Next, combining Eqns. (6.8) and (6.4), and letting  $\Delta = x^{k+1} - x^k$ , one obtains

$$(\dot{x}^{k+1}-\dot{x}^{k})+\frac{\partial f(x^{k})}{\partial x}(x^{k+1}-x^{k})=-\dot{x}^{k}-f(x^{k})$$

and, rearranging slightly, the WN algorithm is obtained:

$$\dot{x}^{k+1} = -\frac{\partial f(x^k)}{\partial x} x^{k+1} + \frac{\partial f(x^k)}{\partial x} x^k - f(x^k).$$
(6.9)

Note that this is a linear differential equation in  $x^{k+1}$  with time-varying coefficients. Here,  $x^k$  as an "input" since it is a known waveform. This time-varying

linear problem can be solved by applying an integration method and selecting a number of discretization time points. Since the problem is linear at each time point, it can be solved in one step. For example, if the trapezoidal method is used to solve the WN algorithm in Eqn. (6.9), the following expression is obtained:

$$\left[\frac{2}{h} + \frac{\partial f(x_{n+1}^{k})}{\partial x}\right](x_{n+1}^{k+1} - x_{n+1}^{k}) = -\frac{2}{h}[x_{n+1}^{k} - x_{n}^{k}] - f(x_{n+1}^{k}) - f(x_{n}^{k}) - \left[\frac{2}{h} - \frac{\partial f(x_{n}^{k})}{\partial x}\right](x_{n}^{k+1} - x_{n}^{k})$$
(6.10)

Once the waveform,  $x^{k+1}(t)$ , is computed from Eqn. (6.10), the next iteration is performed using (6.9). This iterative process continues until convergence is achieved. Hence, the Waveform-Newton method converts the problem of solving the nonlinear differential equation in Eqn. (6.2) to the problem of solving a sequence of time-varying linear differential equations given by Eqn. (6.9).

It is interesting to compare Eqn. (6.10) to the expression obtained using the standard method to solve Eqn. (6.2) as given below:

$$\left[\frac{2}{h} + \frac{\partial f(x_{n+1}^{k})}{\partial x}\right](x_{n+1}^{k+1} - x_{n+1}^{k}) =$$

$$-\frac{2}{h}[x_{n+1}^{k} - x_{n}] - f(x_{n+1}^{k}) - f(x_{n})$$
(6.11)

Note that an additional term appears on the right-hand-side (RHS) of Eqn. (6.10). To illustrate the source of this extra term, consider the sequence of waveforms in Fig. 6.1. In WN, the linearization process at each point is done using the values from the previous iteration. For example, waveform  $x^k$  is generated by linearizing around the waveform  $x^{k-1}$ , and likewise, the waveform  $x^{k+1}$  is generated by linearizing around the waveform  $x^k$ .

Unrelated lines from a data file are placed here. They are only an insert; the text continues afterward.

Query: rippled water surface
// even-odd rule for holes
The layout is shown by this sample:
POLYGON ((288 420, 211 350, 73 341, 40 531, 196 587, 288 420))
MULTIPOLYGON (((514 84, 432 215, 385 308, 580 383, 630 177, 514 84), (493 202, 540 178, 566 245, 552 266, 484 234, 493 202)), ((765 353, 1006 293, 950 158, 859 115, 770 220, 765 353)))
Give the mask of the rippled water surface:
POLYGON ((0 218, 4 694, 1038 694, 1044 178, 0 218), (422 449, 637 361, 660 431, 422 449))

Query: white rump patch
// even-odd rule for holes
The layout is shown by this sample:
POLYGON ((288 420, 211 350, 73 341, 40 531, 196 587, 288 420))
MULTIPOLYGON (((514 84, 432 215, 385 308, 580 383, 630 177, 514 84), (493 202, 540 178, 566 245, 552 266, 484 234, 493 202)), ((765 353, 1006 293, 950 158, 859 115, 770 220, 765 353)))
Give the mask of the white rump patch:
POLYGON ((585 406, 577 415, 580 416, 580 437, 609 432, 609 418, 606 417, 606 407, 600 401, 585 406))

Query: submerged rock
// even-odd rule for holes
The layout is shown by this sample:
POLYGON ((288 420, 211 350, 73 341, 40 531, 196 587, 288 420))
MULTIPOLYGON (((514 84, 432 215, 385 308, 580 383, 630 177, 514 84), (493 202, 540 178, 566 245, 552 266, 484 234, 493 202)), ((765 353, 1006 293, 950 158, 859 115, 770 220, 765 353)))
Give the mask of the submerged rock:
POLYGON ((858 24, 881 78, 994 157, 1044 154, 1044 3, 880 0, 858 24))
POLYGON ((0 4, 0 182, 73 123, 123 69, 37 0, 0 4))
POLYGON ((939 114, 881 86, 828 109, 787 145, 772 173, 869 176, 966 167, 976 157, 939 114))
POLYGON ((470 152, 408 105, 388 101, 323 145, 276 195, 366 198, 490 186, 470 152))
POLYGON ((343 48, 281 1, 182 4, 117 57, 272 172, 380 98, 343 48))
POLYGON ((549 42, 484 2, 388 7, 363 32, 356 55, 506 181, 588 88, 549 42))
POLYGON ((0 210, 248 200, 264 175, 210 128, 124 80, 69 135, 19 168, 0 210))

In computing the value  $x^{k+1}(t_4)$ , the term  $\left[\frac{2}{h} - \frac{\partial f(x^k(t_3))}{\partial x}\right](x^{k+1}(t_3) - x^k(t_3))$ appears in the RHS vector. This term is a result of the fact that the correct solution has



Figure 6.1 Waveform-Newton Iterations

not been obtained at the previous time point.  $t_3$ . In the standard approach given by Eqn. (6.11), the extra term is not present since the Newton-Raphson iteration is carried to convergence at time  $t_3$  before moving to the next time point.  $t_4$ .

From the above example, it may seem that using a single Newton-Raphson iteration at each time point in Eqn. (6.11) is equivalent to a single iteration of the WN algorithm in Eqn. (6.10). However, this is not the case. The first method obtains an approximate solution to the nonlinear differential equation (using a method which is similar to timing analysis), while the second approach obtains an accurate solution to a related time-varying linear problem.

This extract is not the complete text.